November 18, 2002 11:00 pm

By Rachel Odell

For The Observer

BEND — Members of the Oregon Cattlemen's Association praised state agriculture officials recently for taking steps to supercede the federal Environmental Protection Agency's enforcement of Clean Water Act provisions.

Speaking at a hearing at Eagle Crest Resort in Redmond, cattlemen said a new permitting process that would regulate ranches, animal farms and other animal operations should fall under state regulation. Federal officials are more likely to dole out stiff fines to operators when waste runoff pollutes streams or rivers, the cattlemen said.

Officials with the Oregon Department of Agriculture are more concerned with educating and helping farmers and ranchers than federal officials, according to the handful of ranchers who testified.

The hearing addressed a complex permitting process that affects confined animal feeding operations. A CAFO is a large-scale animal-raising operation that includes dairy farms, hog and chicken ranches, livestock production and more.
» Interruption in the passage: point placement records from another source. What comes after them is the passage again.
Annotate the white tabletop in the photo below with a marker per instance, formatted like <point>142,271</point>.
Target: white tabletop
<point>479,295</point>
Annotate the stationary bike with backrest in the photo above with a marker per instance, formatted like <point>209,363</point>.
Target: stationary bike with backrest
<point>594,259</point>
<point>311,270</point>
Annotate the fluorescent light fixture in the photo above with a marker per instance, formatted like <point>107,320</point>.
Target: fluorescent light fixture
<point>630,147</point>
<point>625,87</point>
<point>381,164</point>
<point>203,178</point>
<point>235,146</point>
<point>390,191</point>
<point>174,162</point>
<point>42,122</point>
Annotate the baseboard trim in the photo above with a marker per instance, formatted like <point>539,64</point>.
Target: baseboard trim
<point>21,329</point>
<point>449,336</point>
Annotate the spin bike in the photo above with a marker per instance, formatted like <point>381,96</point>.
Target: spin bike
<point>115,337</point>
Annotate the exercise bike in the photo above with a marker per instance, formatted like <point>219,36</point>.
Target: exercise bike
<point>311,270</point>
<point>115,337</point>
Oregon officials are developing the new permit, which will be administered through the Department of Agriculture, and are accepting public comment on the process.

In 1991, the Oregon Legislature directed the Oregon Department of Agriculture to control and prevent water pollution from livestock and other animal operations in order to comply with the federal Clean Water Act.

The permit outlines how operators must treat waste and also explains that operators must prevent animal waste from flowing into streams and drainage ditches.

Rancher Bob Hawthorne asked that the permit require the government to alert ranchers of pending visits several days before they happen. He said ranchers have a long tradition of hospitality, but the prospect of having government officials showing up on his property for surprise visits to look for illegal pollution could change things.

"I don't like unannounced visits," he said. "Those are further attempts by the government that threaten the relationship with (ranchers). It is not unreasonable to be given a minimum of a 48-hour notice."

Still, Hawthorne said he supported efforts to ensure the state's water bodies remain clean.

Bob Skinner, president of the Oregon Cattlemen's Association and a Jordan Valley rancher, urged state officials to use this public process in which they develop the permit to promote a better relationship with ranchers.

"Federal agencies have crossed the line," he said. "They want to inflict pain and fear on producers. There is a total lack of trust and (there is) economic hardship. We must overcome the barrier and build trust."